Ross Christian, 5, contemplates what's left of his "Growling Good" bear chili at Saturday's Fall Fun Day at the Kenai National Wildlife Refuge in Soldotna.
Photo by Jessica Cejnar
Ten second-graders trooped single file past twisted spruce trees, across the sun-drenched marsh down to Headquarters Lake on Saturday. Amanda Evans, at the head of the line, paused now and then to point out the subtle signs a moose or bear might leave for inquisitive young minds to find.
"I love working with kids," Evans said. "We do a lot of field trips. It's awesome."
Evans, a volunteer at the Kenai National Wildlife Refuge, was one of several employees dedicated to showing youngsters the importance of getting ready for winter while celebrating autumn at the same time at this year's Fall Fun Day.
Evans and other volunteers led nature walks, demonstrated flint-knapping and served up soups, chiles and stews made from the finest ingredients the Alaska wilderness has to offer.
Education Specialist Michelle Otrowski said this year's event is geared toward fall exploration and winter preparation. Hunting is one of the refuge's "big six" objectives, she said, which include fishing, wildlife photography, environmental education and interpretation. Everyone at the refuge was instrumental in putting the event together, Otrowski said, from the manager to her intern.
Bailey and Garrett Horne joined the Day Star second-graders from the Apostolic Assembly of Jesus Christ Sunday school as they ran down the Keen Eye Trail toward the lake. Robin, their mother, said all kinds of animals visit the front yard of their Soldotna home and she would like her boys to be able to identify the tracks they leave behind.
"I'd like them to be able to identify tracks to be aware of what animals are nearby," she said. "Especially tracks where they may need to get back home."
The Horne boys didn't have long to wait for tracks either, just past the trail head, Evans pointed out a moose print. And further down the trail two kids turned up another moose print.
Back at the Keen Eye Trail head, Jim Hall, assistant refuge manager, demonstrated the important role stone tools played in establishing civilization.
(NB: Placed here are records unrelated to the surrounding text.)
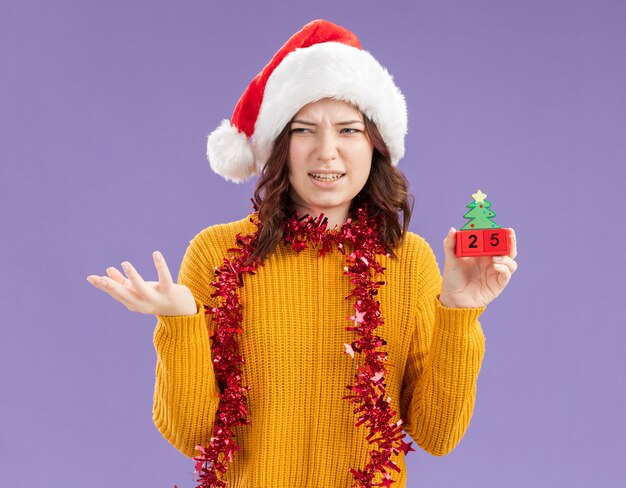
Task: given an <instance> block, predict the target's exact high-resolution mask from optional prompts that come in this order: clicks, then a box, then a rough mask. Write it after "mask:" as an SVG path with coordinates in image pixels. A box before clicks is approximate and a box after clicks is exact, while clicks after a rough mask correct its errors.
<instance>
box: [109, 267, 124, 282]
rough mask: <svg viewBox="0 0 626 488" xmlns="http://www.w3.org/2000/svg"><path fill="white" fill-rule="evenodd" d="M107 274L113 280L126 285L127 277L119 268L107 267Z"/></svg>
mask: <svg viewBox="0 0 626 488" xmlns="http://www.w3.org/2000/svg"><path fill="white" fill-rule="evenodd" d="M107 274H108V275H109V278H111V279H112V280H114V281H116V282H117V283H119V284H120V285H122V286H126V282H127V279H126V277H125V276H124V275H123V274H122V273H120V272H119V271H118V270H117V268H114V267H113V266H111V267H110V268H107Z"/></svg>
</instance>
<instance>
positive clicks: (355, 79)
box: [252, 42, 408, 167]
mask: <svg viewBox="0 0 626 488" xmlns="http://www.w3.org/2000/svg"><path fill="white" fill-rule="evenodd" d="M327 97H328V98H335V99H338V100H344V101H347V102H350V103H352V104H353V105H355V106H356V107H357V108H358V109H359V110H361V112H363V113H364V114H365V115H366V116H367V117H368V118H369V119H370V120H371V121H372V122H374V124H376V127H377V128H378V130H379V132H380V134H381V136H382V138H383V140H384V141H385V144H386V145H387V148H388V149H389V152H390V155H391V162H392V163H393V165H394V166H395V165H397V164H398V161H400V159H402V157H403V156H404V136H405V135H406V133H407V125H408V123H407V118H408V117H407V108H406V101H405V100H404V96H403V95H402V93H401V92H400V90H399V89H398V87H397V86H396V85H395V83H394V82H393V77H392V76H391V74H389V72H388V71H387V70H386V69H385V68H384V67H383V66H381V65H380V63H379V62H378V61H376V59H375V58H374V57H373V56H372V55H371V54H370V53H368V52H367V51H364V50H362V49H357V48H355V47H352V46H348V45H346V44H343V43H340V42H324V43H320V44H315V45H313V46H310V47H307V48H301V49H300V48H299V49H296V50H295V51H293V52H291V53H289V54H288V55H287V56H285V58H284V59H283V60H282V62H281V63H280V64H279V65H278V66H277V67H276V69H275V70H274V71H273V72H272V74H271V76H270V77H269V78H268V80H267V85H266V87H265V92H264V94H263V102H262V104H261V109H260V111H259V116H258V118H257V121H256V124H255V127H254V135H253V136H252V141H253V148H254V153H255V156H256V160H257V166H260V167H263V165H264V164H265V163H266V162H267V159H268V158H269V155H270V153H271V150H272V145H273V143H274V140H275V139H276V137H277V136H278V135H279V134H280V132H281V131H282V129H283V128H284V127H285V125H287V123H288V122H289V121H290V120H291V119H292V118H293V116H294V115H295V114H296V113H297V112H298V111H299V110H300V109H301V108H302V107H303V106H304V105H306V104H307V103H311V102H314V101H317V100H320V99H322V98H327Z"/></svg>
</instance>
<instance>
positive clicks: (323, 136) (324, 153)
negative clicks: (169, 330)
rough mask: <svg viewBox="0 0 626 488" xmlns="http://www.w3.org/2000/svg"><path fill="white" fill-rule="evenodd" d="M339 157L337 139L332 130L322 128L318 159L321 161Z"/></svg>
mask: <svg viewBox="0 0 626 488" xmlns="http://www.w3.org/2000/svg"><path fill="white" fill-rule="evenodd" d="M334 159H337V140H336V138H335V135H334V134H332V131H326V130H322V131H320V135H319V144H318V148H317V160H318V161H321V162H326V161H332V160H334Z"/></svg>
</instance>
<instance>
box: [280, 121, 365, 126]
mask: <svg viewBox="0 0 626 488" xmlns="http://www.w3.org/2000/svg"><path fill="white" fill-rule="evenodd" d="M291 123H292V124H302V125H313V126H315V125H317V124H315V123H313V122H307V121H306V120H292V121H291ZM352 124H363V125H365V124H364V123H363V121H362V120H346V121H345V122H338V123H336V124H335V125H352Z"/></svg>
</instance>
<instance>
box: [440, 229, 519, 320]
mask: <svg viewBox="0 0 626 488" xmlns="http://www.w3.org/2000/svg"><path fill="white" fill-rule="evenodd" d="M509 244H510V246H509V249H511V251H510V253H509V255H508V256H479V257H478V256H477V257H461V258H459V257H457V256H456V254H455V252H454V248H455V245H456V230H455V229H454V228H451V229H450V230H449V231H448V235H447V236H446V238H445V239H444V241H443V248H444V252H445V256H446V262H445V264H444V267H443V283H442V285H441V293H440V295H439V301H440V302H441V303H442V304H443V305H444V306H446V307H452V308H479V307H485V306H487V304H488V303H490V302H492V301H493V300H495V298H496V297H497V296H498V295H500V293H502V291H503V290H504V288H505V287H506V286H507V285H508V284H509V281H510V280H511V276H512V274H513V273H515V271H516V270H517V263H516V262H515V257H516V256H517V239H516V238H515V231H514V230H513V229H511V234H510V242H509Z"/></svg>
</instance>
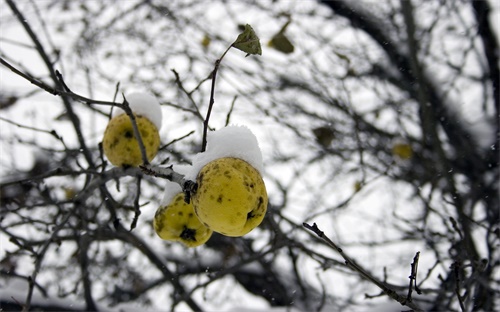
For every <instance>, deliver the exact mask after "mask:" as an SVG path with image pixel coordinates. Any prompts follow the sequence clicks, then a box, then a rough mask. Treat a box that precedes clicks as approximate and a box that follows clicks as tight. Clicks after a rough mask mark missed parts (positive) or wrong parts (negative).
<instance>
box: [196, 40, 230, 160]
mask: <svg viewBox="0 0 500 312" xmlns="http://www.w3.org/2000/svg"><path fill="white" fill-rule="evenodd" d="M232 47H233V46H232V45H231V46H229V48H227V49H226V51H224V53H223V54H222V56H221V57H220V58H219V59H218V60H216V61H215V66H214V70H213V71H212V75H211V77H212V88H211V90H210V102H209V104H208V110H207V116H206V117H205V120H204V121H203V140H202V144H201V152H202V153H203V152H204V151H205V150H206V149H207V133H208V122H209V120H210V114H211V113H212V107H213V106H214V103H215V80H216V78H217V71H218V70H219V66H220V63H221V62H222V59H223V58H224V56H225V55H226V53H227V52H228V51H229V50H230V49H231V48H232Z"/></svg>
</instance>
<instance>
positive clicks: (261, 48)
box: [232, 24, 262, 56]
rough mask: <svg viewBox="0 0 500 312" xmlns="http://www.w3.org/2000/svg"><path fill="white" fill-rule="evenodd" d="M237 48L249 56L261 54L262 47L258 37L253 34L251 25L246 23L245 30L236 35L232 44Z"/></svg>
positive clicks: (261, 50)
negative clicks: (237, 37) (238, 34)
mask: <svg viewBox="0 0 500 312" xmlns="http://www.w3.org/2000/svg"><path fill="white" fill-rule="evenodd" d="M232 46H233V47H235V48H236V49H238V50H241V51H243V52H246V53H247V55H246V56H249V55H250V54H258V55H262V48H261V47H260V41H259V37H257V35H256V34H255V31H254V30H253V28H252V26H250V25H248V24H246V25H245V30H243V32H242V33H241V34H239V35H238V38H236V41H235V42H233V44H232Z"/></svg>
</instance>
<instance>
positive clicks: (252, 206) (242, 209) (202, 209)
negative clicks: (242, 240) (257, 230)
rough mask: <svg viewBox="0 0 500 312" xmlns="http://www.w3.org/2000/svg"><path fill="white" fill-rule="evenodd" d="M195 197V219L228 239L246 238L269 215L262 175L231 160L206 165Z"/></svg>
mask: <svg viewBox="0 0 500 312" xmlns="http://www.w3.org/2000/svg"><path fill="white" fill-rule="evenodd" d="M196 183H197V184H198V190H197V191H196V193H195V194H194V195H193V198H192V200H193V206H194V209H195V212H196V215H197V216H198V218H199V219H200V221H201V222H203V223H204V224H205V225H206V226H207V227H209V228H211V229H212V230H213V231H215V232H219V233H221V234H223V235H226V236H243V235H245V234H247V233H248V232H250V231H251V230H253V229H254V228H255V227H257V226H258V225H259V224H260V223H261V222H262V220H263V219H264V216H265V214H266V210H267V192H266V186H265V184H264V181H263V180H262V177H261V175H260V173H259V172H258V171H257V170H256V169H255V168H253V167H252V166H251V165H250V164H249V163H247V162H245V161H243V160H241V159H238V158H232V157H225V158H219V159H216V160H213V161H211V162H209V163H208V164H207V165H205V166H204V167H203V168H202V169H201V170H200V172H199V173H198V176H197V178H196Z"/></svg>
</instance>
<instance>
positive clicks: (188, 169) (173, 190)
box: [160, 165, 191, 207]
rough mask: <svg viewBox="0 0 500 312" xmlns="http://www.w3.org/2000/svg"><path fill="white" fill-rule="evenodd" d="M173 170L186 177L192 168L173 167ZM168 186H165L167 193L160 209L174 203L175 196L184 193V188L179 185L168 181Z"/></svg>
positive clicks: (170, 181)
mask: <svg viewBox="0 0 500 312" xmlns="http://www.w3.org/2000/svg"><path fill="white" fill-rule="evenodd" d="M172 169H173V170H174V171H175V172H177V173H180V174H183V175H186V174H187V173H189V171H191V166H187V165H173V166H172ZM166 181H167V184H166V185H165V192H164V193H163V199H162V200H161V202H160V207H164V206H166V205H168V204H169V203H170V201H172V199H173V198H174V196H175V195H177V194H179V193H180V192H182V188H181V186H180V185H179V184H177V183H175V182H172V181H169V180H166Z"/></svg>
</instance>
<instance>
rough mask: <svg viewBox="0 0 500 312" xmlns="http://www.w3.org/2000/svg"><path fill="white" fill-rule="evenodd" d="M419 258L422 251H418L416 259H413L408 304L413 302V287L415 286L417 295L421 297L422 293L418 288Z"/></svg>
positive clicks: (409, 277) (407, 296)
mask: <svg viewBox="0 0 500 312" xmlns="http://www.w3.org/2000/svg"><path fill="white" fill-rule="evenodd" d="M419 258H420V251H417V253H416V254H415V257H414V258H413V262H412V263H411V273H410V276H409V279H410V285H409V286H408V295H407V296H406V302H412V298H411V293H412V292H413V286H415V291H416V292H417V294H419V295H420V294H421V293H422V292H421V291H420V289H418V286H417V270H418V260H419Z"/></svg>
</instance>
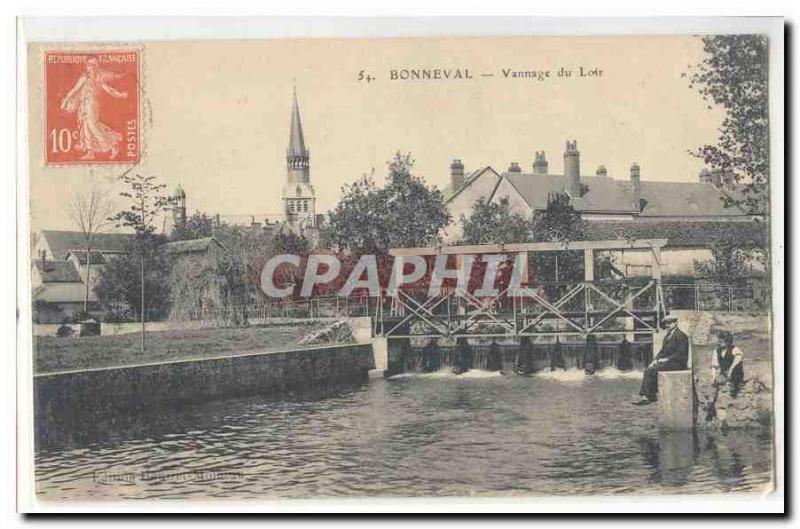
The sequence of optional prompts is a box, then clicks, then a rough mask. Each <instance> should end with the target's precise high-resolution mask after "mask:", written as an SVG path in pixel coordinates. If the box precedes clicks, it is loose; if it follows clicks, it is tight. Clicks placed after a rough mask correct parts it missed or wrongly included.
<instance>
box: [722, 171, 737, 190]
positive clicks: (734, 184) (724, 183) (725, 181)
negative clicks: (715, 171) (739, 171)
mask: <svg viewBox="0 0 800 529" xmlns="http://www.w3.org/2000/svg"><path fill="white" fill-rule="evenodd" d="M735 185H736V180H734V179H733V172H732V171H725V172H723V173H722V187H724V188H725V189H727V190H729V191H730V190H731V189H733V187H734V186H735Z"/></svg>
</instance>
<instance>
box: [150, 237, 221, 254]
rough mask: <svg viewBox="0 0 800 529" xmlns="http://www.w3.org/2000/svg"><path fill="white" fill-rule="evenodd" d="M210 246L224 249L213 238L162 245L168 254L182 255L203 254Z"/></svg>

Part Cherokee Indian, he said his father grew upon a reservation in North Carolina, and taught him flint knapping or fashioning tools and weapons out of stone.
"We were all stone age people at one time," he said. "We all hunted with stone-age tools. It's a reminder we can step back to our roots if we desire and it's always good to remember where we came from."
Ostrowski connected the similarities between native peoples who might have used those weapons to modern-day Alaskans.
"Natives harvest just like Alaskans fill their freezers," she said.
Except shooting a moose with a .375 rifle and hitting one with an arrow are two different things, Hall said. A rifle can take a moose easily at 300 yards, he said, while with a bow and arrow you have to get within 20 yards at least.
"The skills are still there, but they're much more fine tuned when you go back to primitive tools," he said.
Back at the visitors center, Brenda Nichol, Pam Ables, Sandy Groth and Tai Davis dished Dall sheep tamales, "most excellent" moose sausage dip, "growling good" bear chili to John Grossl and his brother Benjamin. At 7 years old, John couldn't get enough of the tamales and went back for seconds and thirds. Nichol, who is part of the refuge's administrative staff and maker of the "Delightful Duck" tortilla soup, said this was the first time she'd ever cooked with wild game.
"I do my hunting at the grocery store," she said, laughing, adding that she did cook with domesticated duck once. "Wild duck is very lean and has very dark meet. You have to be careful to get the shot out of there."
Pam Ables, who was dishing up the moose dip, said she's so used to eating wild game that hamburger is too bland.
"We use it just like we do ground beef," she said. "It saves so much money."
John, who was tucking into his second little bit of tamale, summed it up.
"Num, num, num, num," he said, licking his lips.